If you’re a wine drinker then you’ve probably heard some bottles described as “natural wines.” On menus around town from casual pizza spots to special occasion restaurants, natural wines have become wine directors’ darlings, as well as favorites with diners. Here’s what you need to know.
But what is natural wine?
It’s debatable, really. In the past 10 years, just what is natural wine has been a heated topic in certain circles. We like what Eric Asimov, The New York Times wine writer, has to say about it: “I have always considered the lack of a definition of natural wine to be a great strength … It’s an ideal, rather than a set of rules.”
Those underlying ideals include making wine with as little intervention from the winemakers as possible. That means limiting the addition of preservatives (sulfur) and flavors, and allowing each harvest–which, as with all crops, changes from year to year based on any number of factors–to sing its own tune. Many big name wines, whether you’re talking Yellow Tail or Veuve Clicquot, are made to be consistent year to year. Each bottle tastes the same.

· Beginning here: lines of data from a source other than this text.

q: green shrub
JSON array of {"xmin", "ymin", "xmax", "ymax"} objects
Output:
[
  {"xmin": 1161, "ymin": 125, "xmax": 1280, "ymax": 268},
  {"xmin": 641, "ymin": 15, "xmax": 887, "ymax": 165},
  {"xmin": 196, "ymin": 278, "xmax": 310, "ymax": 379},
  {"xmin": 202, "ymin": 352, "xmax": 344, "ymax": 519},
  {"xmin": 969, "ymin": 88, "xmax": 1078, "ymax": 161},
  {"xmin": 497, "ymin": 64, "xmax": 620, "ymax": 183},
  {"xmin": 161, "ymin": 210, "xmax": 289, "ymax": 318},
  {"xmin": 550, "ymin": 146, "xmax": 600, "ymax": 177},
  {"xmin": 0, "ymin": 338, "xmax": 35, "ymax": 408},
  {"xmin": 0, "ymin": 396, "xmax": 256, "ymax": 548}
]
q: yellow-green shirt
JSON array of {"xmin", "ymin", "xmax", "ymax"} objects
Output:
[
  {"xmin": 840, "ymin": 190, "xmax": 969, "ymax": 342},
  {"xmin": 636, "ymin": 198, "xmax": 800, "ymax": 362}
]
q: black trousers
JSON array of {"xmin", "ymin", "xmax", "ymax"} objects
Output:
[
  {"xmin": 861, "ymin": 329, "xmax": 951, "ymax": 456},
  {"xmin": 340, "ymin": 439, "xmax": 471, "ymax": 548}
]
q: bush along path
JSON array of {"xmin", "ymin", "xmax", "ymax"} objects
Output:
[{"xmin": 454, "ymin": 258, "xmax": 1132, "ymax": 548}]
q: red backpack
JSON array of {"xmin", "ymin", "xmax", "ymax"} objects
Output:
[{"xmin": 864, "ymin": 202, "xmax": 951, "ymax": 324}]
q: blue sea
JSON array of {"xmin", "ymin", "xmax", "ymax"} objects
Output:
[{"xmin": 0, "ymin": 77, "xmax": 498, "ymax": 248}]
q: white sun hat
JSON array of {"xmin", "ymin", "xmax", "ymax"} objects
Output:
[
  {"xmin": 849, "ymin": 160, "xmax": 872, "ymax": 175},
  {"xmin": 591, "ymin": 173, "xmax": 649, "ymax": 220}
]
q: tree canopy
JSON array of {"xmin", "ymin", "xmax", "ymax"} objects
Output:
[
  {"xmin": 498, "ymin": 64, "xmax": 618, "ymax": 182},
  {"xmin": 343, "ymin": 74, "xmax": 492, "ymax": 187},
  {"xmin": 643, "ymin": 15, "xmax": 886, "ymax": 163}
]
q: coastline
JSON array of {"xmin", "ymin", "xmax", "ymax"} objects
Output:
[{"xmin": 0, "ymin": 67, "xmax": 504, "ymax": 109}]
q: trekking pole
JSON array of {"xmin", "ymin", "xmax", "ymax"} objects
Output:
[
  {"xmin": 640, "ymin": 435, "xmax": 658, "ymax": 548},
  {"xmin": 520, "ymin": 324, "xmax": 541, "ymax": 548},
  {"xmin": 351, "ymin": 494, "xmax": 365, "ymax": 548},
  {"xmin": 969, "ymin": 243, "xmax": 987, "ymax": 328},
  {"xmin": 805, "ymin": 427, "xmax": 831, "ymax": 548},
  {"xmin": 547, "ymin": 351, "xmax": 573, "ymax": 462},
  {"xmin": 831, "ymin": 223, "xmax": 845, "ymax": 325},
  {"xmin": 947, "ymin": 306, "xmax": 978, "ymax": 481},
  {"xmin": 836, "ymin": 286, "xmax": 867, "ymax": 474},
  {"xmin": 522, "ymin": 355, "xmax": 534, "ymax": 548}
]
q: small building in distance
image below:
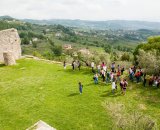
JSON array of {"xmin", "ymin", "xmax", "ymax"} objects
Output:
[{"xmin": 0, "ymin": 28, "xmax": 21, "ymax": 62}]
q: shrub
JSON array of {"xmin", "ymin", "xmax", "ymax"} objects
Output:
[{"xmin": 137, "ymin": 50, "xmax": 160, "ymax": 74}]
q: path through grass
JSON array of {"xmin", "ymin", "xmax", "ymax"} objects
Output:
[{"xmin": 0, "ymin": 59, "xmax": 160, "ymax": 130}]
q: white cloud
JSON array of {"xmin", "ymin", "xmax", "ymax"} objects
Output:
[{"xmin": 0, "ymin": 0, "xmax": 160, "ymax": 21}]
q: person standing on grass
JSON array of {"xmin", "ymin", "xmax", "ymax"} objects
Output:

Natural wine vintages can vary wildly, and that is considered a desirable reflection of the growing season.
Natural winemakers also let the naturally-occurring yeasts act as the agents of fermentation, rather than adding other yeasts.
“You can’t be a natural winemaker if you’re using cultivated yeasts,” said Mike Fadem, co-owner of Ops in Bushwick, which pours from a constantly rotating list of natural wines. “If you’re letting it happen on its own naturally people are afraid it’s less control, or you’re less likely to get the exact same thing every year.”
But not knowing exactly what you’re going to get is part of the excitement, he added.